Brighton and Hove’s family doctors are recruiting helpers to ease the pressure in their surgeries and keep people out of hospital. They hope more than 60 volunteer care navigators or community navigators will give patients suitable guidance in cases where it is more appropriate than a doctor’s appointment. The volunteers will “signpost” people to services in their local community.

Two local charities – Age UK and Impetus – are recruiting the community navigators to work with 18 surgeries. The new roles are part of a pilot scheme funded with £1.8 million from the Prime Minister’s GP Challenge Fund. The project – known as EPIC (Extended Primary integrated Care) – also relies on support from nurses and pharmacists in dealing with more minor ailments and medicine reviews.

The GP surgeries are working in four “primary care modules” supported by Brighton and Hove Integrated Care Service (BICS). They hope the changes will improve access for patients, meaning more same-day appointments between 8am and 8pm Monday to Friday. They will also offer appointments for six hours a day at weekends. The Brighton Station Walk-in Centre, which is open longer at weekends, is the trailblazer.

They also hope the volunteer care navigators will free up GPs to spend more time on patients with complex needs.

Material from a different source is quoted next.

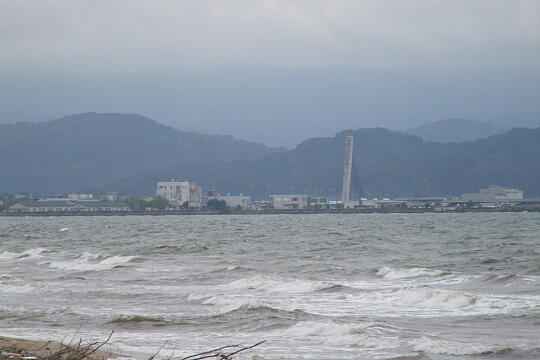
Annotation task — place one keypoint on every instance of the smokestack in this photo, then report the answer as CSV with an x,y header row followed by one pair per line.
x,y
347,168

In turn it is hoped this will prevent some of those patients from clogging up Accident and Emergency (A&E) at the Royal Sussex County Hospital.

The Royal Sussex needs the help. The hospital requires improvement, according to the Care Quality Commission. The CQC also rated A&E as ‘inadequate’. In response, hospital boss Matthew Kershaw said: “We need to be bold and act quickly to tackle the system-wide issues which have been impacting on so much of what we do for too long.” Those issues included access to GPs.

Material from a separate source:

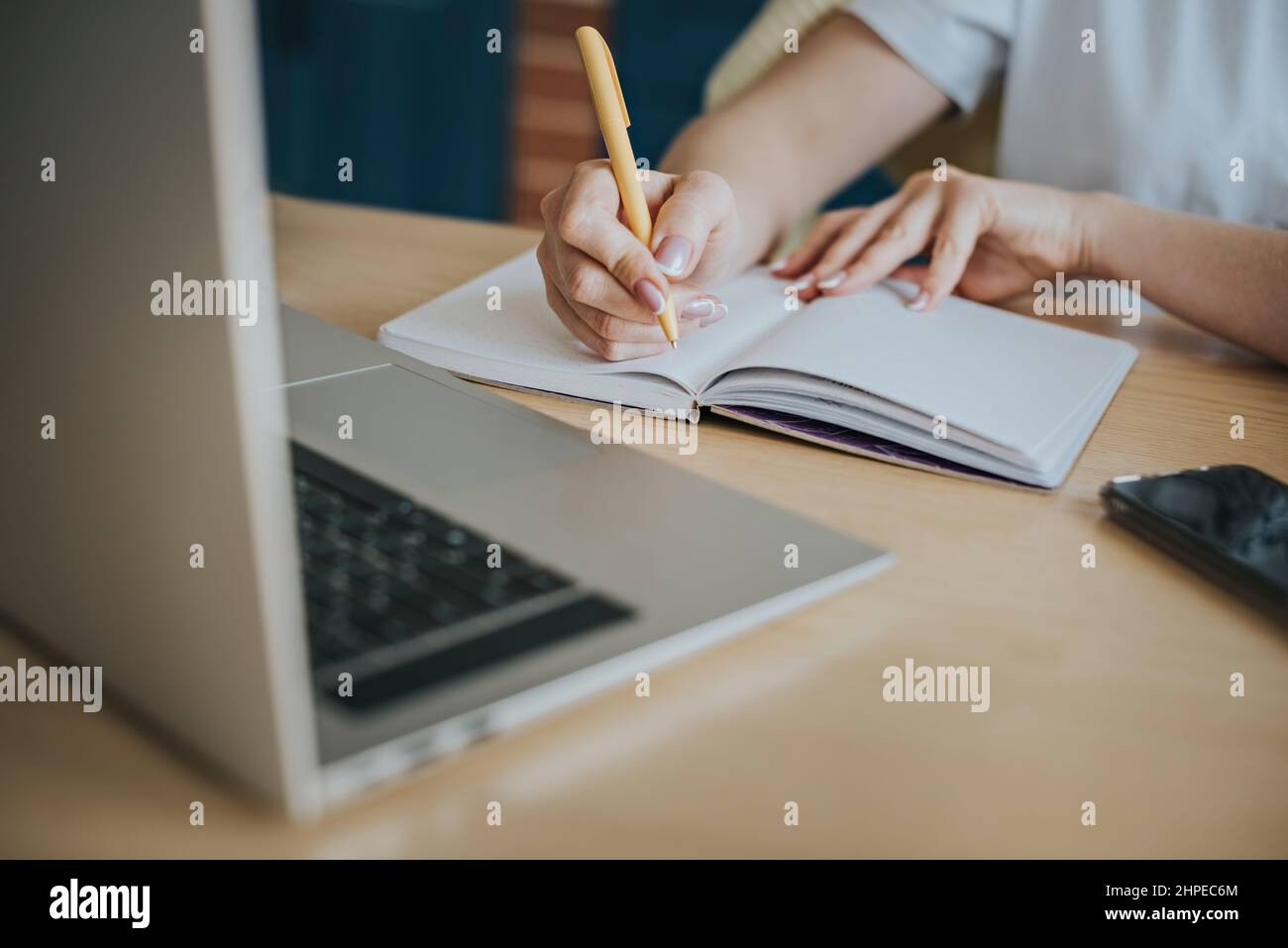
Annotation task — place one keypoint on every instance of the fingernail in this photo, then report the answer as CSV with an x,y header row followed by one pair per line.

“There appears to be a real momentum gathering in the GP community to do something different and a recognition of the need to change”

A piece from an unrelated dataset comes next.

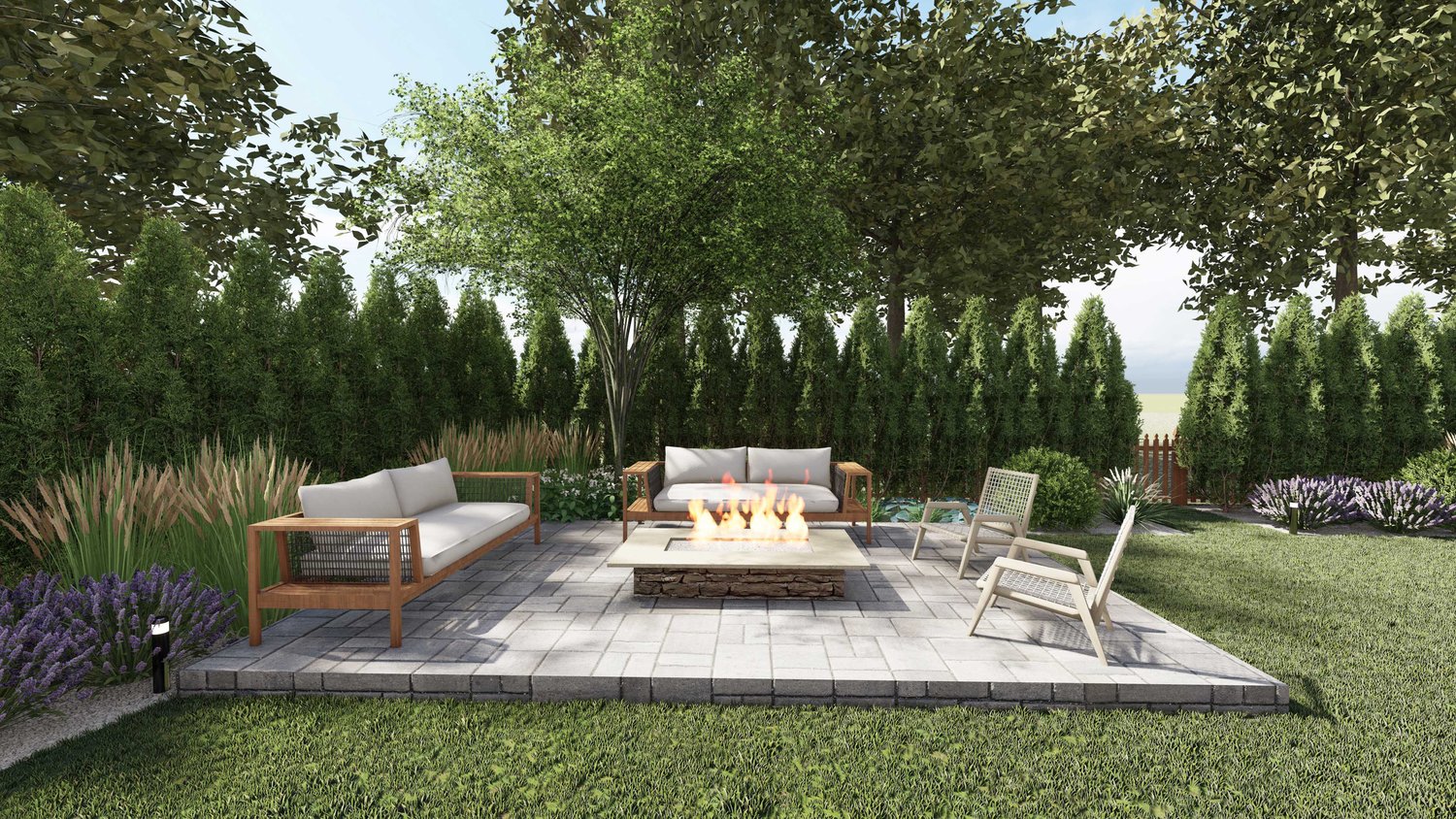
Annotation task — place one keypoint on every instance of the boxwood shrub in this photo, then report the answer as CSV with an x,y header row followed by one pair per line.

The government has spent billions of pounds on IT for the NHS. Yet the NHS Choices website lists email addresses for just eight GP surgeries in Brighton and Hove and none for individual doctors. Forget 21st-century communication. Patients are expected to stick to methods from the 1800s.

Who can bring about change? BICS clinical director Jonathan Serjeant is building a reputation for innovation in the conservative world of general practice. And he seems able to lead change even when he meets resistance.

In the local application to the Prime Minister’s GP Challenge Fund, backing came from the chief executive of the Brighton and Hove Clinical Commissioning Group Geraldine Hoban. CCGs were set up to give family doctors more say over local health services. Ms Hoban said: “There appears to be a real momentum gathering in the GP community to do something different and a recognition of the need to change.”

One change could involve tackling public perceptions. At least one critic believes that doing something different means asking volunteer helpers to divert “doctor botherers” to nurses, chemists or charities. If so, GPs will have succeeded only in further insulating themselves from the public. But in Brighton and Hove this is not their aim. The EPIC project is more about managing rising demand while funding is relatively static compared with, say, ten years ago.

GPs may be busy but some believe over the past ten years they have become much better paid while taking much less responsibility. It may not be true. But it is rare to hear family doctors publicly defend their position since surgeries have no longer provided 24-hour care. Yet the 2004 GP contract made it unrealistic for surgeries to keep offering out-of-hours care.

It will be interesting to see whether community navigators can find a way to help patients and practices to a better place. Nurses and pharmacists undoubtedly can, even if they take on more work in the process. But unless more family doctors extend their hours – and surgeries communicate more efficiently with patients by phone and email – there is a danger that the £1.8 million will be wasted. If anyone can ensure that it’s not, surely it is Dr Serjeant.